Ancora in un'epoca compresa tra Nerone e i Flavi; possiamo inquadrare la particolare tecnica muraria utilizzata nella prima fase del frigidario: i radi ricorsi laterizi dell'opera mista ed i moduli che oscillano tra 23 e 25 centimetri ben rientrano nel "III periodo" del Lugli e consentono, seppure con la dovuta cautela, di datare il nucleo più antico di questo quartiere intorno agli anni '60 del I sec. d.C. (I7)

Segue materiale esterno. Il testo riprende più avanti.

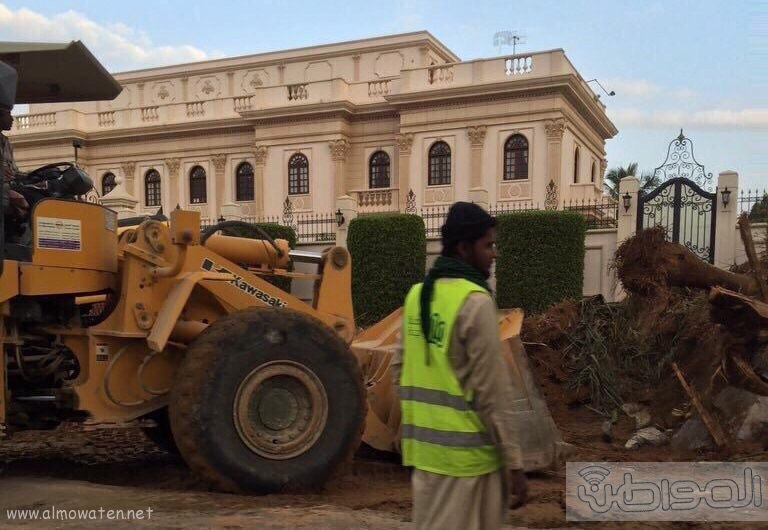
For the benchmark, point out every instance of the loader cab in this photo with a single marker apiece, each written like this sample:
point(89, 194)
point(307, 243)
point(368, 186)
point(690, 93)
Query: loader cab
point(31, 73)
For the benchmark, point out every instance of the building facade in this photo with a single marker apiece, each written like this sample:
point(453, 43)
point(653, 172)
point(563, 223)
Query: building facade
point(374, 119)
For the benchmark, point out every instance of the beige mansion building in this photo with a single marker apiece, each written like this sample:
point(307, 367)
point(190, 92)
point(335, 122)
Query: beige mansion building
point(372, 119)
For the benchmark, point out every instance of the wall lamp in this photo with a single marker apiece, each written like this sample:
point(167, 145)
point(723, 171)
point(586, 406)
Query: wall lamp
point(726, 196)
point(611, 93)
point(627, 198)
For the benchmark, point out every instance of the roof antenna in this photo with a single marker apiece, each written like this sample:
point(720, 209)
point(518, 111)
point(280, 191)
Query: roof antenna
point(509, 38)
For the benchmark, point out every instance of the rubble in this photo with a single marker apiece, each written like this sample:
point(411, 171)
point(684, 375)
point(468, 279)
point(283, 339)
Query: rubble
point(683, 358)
point(647, 435)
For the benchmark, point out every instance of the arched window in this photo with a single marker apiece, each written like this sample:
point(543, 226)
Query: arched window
point(378, 170)
point(439, 164)
point(576, 166)
point(516, 158)
point(298, 175)
point(198, 192)
point(244, 182)
point(107, 183)
point(152, 195)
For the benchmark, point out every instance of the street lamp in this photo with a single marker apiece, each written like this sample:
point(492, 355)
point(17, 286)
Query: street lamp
point(627, 198)
point(726, 196)
point(77, 144)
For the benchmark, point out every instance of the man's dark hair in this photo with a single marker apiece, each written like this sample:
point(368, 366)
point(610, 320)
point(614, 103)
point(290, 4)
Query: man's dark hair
point(466, 222)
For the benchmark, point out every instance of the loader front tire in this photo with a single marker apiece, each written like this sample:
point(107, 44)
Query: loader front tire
point(267, 399)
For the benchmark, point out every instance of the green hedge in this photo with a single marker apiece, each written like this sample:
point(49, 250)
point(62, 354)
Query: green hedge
point(540, 258)
point(275, 231)
point(389, 255)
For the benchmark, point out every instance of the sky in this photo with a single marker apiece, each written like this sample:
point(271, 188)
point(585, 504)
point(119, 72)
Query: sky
point(700, 66)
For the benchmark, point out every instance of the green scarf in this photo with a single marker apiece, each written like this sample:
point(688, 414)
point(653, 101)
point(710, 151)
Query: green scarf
point(446, 267)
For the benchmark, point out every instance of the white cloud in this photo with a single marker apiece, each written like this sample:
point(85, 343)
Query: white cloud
point(715, 118)
point(117, 46)
point(640, 88)
point(632, 87)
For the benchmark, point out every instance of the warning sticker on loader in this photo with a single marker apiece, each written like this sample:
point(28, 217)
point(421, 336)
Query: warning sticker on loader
point(102, 352)
point(58, 234)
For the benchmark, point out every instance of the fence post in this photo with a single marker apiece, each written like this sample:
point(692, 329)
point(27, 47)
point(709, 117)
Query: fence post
point(347, 206)
point(480, 197)
point(627, 217)
point(725, 222)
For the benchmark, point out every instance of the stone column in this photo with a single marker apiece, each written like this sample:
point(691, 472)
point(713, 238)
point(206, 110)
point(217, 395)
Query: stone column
point(260, 152)
point(356, 67)
point(726, 236)
point(348, 207)
point(173, 165)
point(129, 170)
point(404, 144)
point(476, 139)
point(555, 130)
point(219, 164)
point(339, 151)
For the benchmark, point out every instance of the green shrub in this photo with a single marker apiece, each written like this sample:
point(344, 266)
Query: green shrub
point(540, 258)
point(389, 253)
point(275, 231)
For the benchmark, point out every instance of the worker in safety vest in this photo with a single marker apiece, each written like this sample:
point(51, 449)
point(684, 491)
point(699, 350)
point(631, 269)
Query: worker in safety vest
point(458, 432)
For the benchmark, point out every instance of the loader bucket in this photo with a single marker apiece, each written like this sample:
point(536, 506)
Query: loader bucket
point(540, 440)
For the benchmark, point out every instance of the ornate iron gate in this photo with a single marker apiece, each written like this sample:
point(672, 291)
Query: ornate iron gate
point(680, 204)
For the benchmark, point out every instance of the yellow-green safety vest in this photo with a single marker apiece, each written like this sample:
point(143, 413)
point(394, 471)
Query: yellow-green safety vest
point(440, 431)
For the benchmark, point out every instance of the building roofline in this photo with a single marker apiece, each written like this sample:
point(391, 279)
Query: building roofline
point(314, 51)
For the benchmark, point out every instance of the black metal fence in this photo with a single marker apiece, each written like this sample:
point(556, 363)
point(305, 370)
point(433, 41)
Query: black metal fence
point(755, 203)
point(309, 227)
point(321, 227)
point(600, 213)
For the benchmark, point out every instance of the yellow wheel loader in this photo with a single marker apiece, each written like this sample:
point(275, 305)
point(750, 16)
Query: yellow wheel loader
point(161, 325)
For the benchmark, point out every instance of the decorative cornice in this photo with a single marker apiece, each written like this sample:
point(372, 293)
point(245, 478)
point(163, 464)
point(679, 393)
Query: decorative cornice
point(260, 152)
point(555, 128)
point(129, 168)
point(339, 149)
point(476, 135)
point(404, 142)
point(219, 162)
point(173, 165)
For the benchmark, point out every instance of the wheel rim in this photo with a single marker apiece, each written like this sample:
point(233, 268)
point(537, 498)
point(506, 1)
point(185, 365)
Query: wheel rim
point(280, 409)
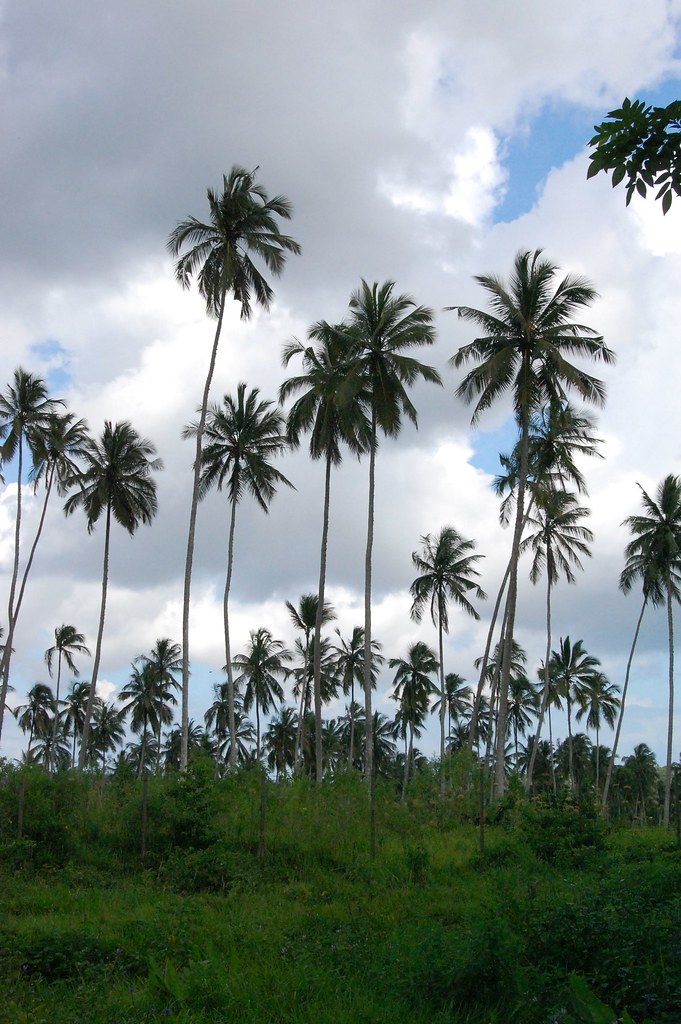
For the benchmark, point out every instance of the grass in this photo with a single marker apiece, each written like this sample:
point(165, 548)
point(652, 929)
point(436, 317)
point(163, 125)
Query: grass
point(317, 932)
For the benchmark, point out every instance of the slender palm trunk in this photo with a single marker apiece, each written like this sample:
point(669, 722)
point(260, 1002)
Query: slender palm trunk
point(56, 710)
point(547, 684)
point(568, 704)
point(190, 542)
point(500, 768)
point(369, 741)
point(298, 757)
point(670, 727)
point(615, 743)
point(351, 752)
point(97, 650)
point(227, 650)
point(12, 587)
point(442, 704)
point(317, 625)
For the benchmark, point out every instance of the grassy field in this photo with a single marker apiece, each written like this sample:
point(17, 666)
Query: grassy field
point(203, 930)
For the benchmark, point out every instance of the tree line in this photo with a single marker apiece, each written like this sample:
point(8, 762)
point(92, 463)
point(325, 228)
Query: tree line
point(353, 388)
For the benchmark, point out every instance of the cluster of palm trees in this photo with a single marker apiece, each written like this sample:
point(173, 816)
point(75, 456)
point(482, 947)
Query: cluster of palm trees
point(353, 387)
point(288, 742)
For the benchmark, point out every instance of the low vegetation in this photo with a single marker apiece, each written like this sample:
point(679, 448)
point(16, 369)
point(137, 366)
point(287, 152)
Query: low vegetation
point(171, 898)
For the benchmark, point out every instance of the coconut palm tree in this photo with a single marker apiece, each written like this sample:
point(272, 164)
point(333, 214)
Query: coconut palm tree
point(384, 328)
point(557, 543)
point(447, 567)
point(117, 483)
point(571, 670)
point(281, 741)
point(654, 556)
point(413, 687)
point(331, 410)
point(243, 223)
point(304, 617)
point(350, 670)
point(653, 587)
point(35, 717)
point(151, 706)
point(25, 412)
point(600, 704)
point(242, 436)
point(108, 730)
point(56, 445)
point(259, 672)
point(68, 641)
point(75, 704)
point(528, 337)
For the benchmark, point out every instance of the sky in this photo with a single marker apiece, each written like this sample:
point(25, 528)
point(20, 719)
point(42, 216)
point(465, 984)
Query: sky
point(419, 143)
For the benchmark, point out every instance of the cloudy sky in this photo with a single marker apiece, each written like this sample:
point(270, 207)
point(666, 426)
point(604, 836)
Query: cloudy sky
point(418, 142)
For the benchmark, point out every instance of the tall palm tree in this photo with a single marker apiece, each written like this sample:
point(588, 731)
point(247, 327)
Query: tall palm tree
point(56, 445)
point(259, 672)
point(150, 704)
point(599, 704)
point(350, 669)
point(413, 687)
point(653, 586)
point(447, 567)
point(35, 717)
point(68, 641)
point(571, 670)
point(384, 327)
point(117, 483)
point(528, 337)
point(242, 437)
point(75, 704)
point(281, 743)
point(25, 412)
point(108, 730)
point(654, 556)
point(304, 617)
point(331, 411)
point(556, 434)
point(558, 542)
point(523, 704)
point(243, 223)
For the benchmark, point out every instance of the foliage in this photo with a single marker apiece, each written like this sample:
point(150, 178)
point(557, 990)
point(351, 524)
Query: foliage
point(642, 144)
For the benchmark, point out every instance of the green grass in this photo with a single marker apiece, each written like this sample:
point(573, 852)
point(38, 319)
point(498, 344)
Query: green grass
point(318, 932)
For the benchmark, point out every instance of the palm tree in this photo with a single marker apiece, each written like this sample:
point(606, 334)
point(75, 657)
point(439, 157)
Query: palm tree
point(653, 588)
point(108, 730)
point(523, 702)
point(74, 713)
point(68, 641)
point(329, 409)
point(557, 543)
point(528, 336)
point(259, 670)
point(413, 687)
point(242, 437)
point(304, 617)
point(243, 222)
point(25, 413)
point(599, 704)
point(654, 556)
point(445, 564)
point(383, 328)
point(55, 445)
point(116, 482)
point(145, 696)
point(35, 717)
point(281, 741)
point(571, 670)
point(350, 669)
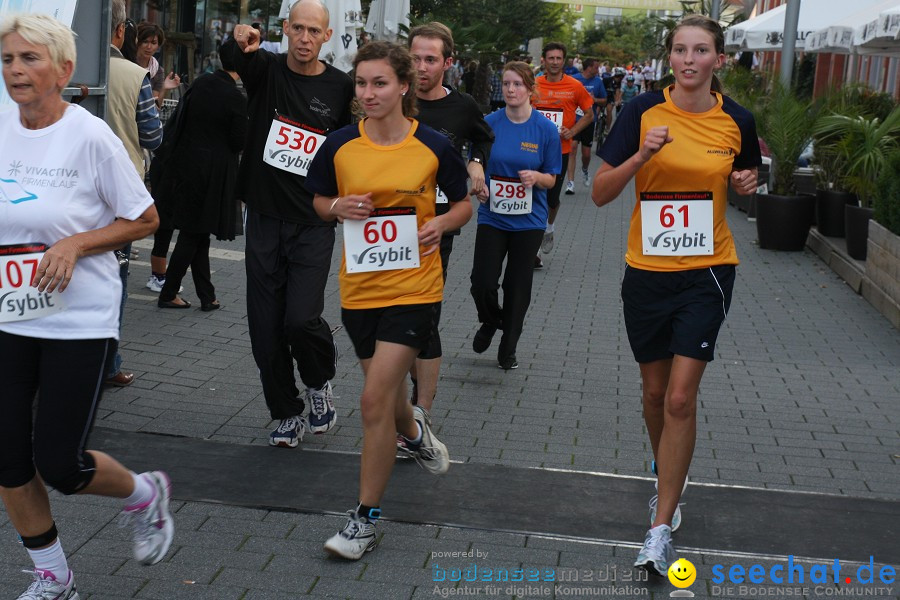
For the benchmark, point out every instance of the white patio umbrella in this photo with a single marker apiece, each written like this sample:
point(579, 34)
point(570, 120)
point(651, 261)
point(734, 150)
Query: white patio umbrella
point(766, 32)
point(385, 18)
point(838, 36)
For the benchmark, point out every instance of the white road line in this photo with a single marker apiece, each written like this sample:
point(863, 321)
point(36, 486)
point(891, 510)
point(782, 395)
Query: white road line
point(213, 252)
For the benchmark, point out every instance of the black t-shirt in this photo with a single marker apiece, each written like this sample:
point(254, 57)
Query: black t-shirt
point(320, 103)
point(458, 117)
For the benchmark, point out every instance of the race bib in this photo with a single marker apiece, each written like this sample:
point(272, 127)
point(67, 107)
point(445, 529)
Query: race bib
point(291, 146)
point(554, 115)
point(677, 223)
point(387, 241)
point(18, 300)
point(509, 196)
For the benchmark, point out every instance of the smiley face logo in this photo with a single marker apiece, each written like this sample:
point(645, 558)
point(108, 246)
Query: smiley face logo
point(682, 573)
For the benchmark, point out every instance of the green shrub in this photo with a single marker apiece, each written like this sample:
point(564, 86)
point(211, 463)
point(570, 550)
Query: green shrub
point(887, 195)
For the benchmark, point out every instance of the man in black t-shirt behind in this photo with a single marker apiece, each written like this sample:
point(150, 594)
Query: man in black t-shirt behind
point(457, 116)
point(295, 100)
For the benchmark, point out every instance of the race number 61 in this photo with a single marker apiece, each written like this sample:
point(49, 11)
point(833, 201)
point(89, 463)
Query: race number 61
point(667, 215)
point(284, 136)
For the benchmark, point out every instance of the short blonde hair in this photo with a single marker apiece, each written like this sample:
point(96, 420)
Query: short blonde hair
point(42, 30)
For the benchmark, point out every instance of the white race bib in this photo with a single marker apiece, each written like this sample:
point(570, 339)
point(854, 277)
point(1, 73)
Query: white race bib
point(677, 223)
point(509, 196)
point(555, 116)
point(291, 146)
point(387, 241)
point(18, 300)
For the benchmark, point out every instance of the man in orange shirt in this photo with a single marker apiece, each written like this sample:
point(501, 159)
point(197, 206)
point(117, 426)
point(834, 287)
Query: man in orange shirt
point(558, 96)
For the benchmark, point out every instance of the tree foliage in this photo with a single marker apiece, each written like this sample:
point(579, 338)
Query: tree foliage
point(495, 26)
point(622, 40)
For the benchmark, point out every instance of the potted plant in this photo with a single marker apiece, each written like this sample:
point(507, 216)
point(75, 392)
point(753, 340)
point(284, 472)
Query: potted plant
point(783, 217)
point(865, 144)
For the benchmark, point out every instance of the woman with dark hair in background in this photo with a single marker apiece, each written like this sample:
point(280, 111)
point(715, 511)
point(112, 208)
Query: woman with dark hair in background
point(195, 189)
point(150, 40)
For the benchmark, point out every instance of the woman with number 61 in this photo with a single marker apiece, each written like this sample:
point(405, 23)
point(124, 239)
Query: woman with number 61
point(513, 213)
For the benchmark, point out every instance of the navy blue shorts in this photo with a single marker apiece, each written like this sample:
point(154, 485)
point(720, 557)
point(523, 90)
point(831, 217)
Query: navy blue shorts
point(679, 312)
point(410, 325)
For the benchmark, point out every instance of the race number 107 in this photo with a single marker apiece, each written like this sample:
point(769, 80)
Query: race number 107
point(17, 273)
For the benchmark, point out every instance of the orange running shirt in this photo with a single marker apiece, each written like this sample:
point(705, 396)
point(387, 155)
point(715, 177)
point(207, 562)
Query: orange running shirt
point(682, 189)
point(566, 95)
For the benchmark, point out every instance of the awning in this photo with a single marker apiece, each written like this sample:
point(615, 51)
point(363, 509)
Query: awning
point(766, 31)
point(880, 35)
point(839, 36)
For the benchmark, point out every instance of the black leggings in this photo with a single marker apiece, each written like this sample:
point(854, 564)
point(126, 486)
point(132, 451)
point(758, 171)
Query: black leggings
point(519, 248)
point(191, 250)
point(161, 240)
point(51, 441)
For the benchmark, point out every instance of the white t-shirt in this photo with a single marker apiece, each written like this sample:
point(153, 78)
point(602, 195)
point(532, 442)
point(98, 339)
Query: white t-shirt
point(71, 177)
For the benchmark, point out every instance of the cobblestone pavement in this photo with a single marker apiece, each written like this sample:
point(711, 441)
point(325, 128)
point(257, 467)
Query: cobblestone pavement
point(804, 395)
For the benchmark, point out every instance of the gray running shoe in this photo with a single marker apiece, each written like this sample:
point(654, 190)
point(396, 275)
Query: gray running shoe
point(657, 553)
point(355, 539)
point(46, 587)
point(289, 432)
point(430, 453)
point(153, 526)
point(676, 518)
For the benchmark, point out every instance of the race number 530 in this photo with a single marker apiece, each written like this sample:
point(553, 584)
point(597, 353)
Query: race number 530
point(677, 223)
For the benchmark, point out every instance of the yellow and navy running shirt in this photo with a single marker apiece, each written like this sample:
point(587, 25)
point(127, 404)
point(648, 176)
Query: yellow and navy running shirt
point(693, 169)
point(402, 175)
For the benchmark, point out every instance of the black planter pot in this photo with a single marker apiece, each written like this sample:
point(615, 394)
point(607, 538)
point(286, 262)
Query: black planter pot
point(783, 222)
point(856, 222)
point(830, 211)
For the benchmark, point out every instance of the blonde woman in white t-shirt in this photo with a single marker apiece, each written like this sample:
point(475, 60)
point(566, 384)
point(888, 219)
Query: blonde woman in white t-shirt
point(72, 197)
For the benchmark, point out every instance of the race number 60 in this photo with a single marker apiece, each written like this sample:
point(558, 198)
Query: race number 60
point(373, 233)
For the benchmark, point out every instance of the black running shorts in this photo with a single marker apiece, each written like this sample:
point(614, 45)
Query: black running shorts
point(680, 312)
point(410, 325)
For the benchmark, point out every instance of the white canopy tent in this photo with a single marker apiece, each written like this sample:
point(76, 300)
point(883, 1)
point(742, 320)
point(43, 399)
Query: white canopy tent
point(766, 32)
point(880, 35)
point(839, 36)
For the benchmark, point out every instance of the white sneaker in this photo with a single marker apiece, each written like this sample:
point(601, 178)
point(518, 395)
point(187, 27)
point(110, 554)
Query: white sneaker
point(289, 432)
point(153, 526)
point(46, 587)
point(155, 284)
point(430, 453)
point(676, 517)
point(355, 539)
point(322, 416)
point(547, 242)
point(658, 552)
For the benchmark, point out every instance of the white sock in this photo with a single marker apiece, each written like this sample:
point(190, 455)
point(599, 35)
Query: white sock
point(144, 492)
point(418, 439)
point(51, 559)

Qualche anno più tardi, come si è detto, se ne aggiunse un altro, quello del ninfeo, ma come si ricorderà, la cesura tra i due corpi non fu mai del tutto assorbita. Nel punto dove si realizzò la fusione dei due diversi nuclei del complesso la differenza di orientamento obbligò a soluzioni poco ortodosse, come la creazione dell'ambiente n. 16, di forma chiaramente irregolare (i 8).

Ben sette livelli sono stati riconosciuti, ma non tutti vanno interpretati come indizi di altrettante fasi, anche se è chiaro che queste terme videro nel tempo un gran numero di modifiche architettoniche e funzionali. In realtà è solo con il terzo livello che si notano mutamenti sostanziali, dovuti ad una nuova forma di utilizzazione non più legata ad un ristretto gruppo privato, ma aperta probabilmente ad un pubblico più vasto.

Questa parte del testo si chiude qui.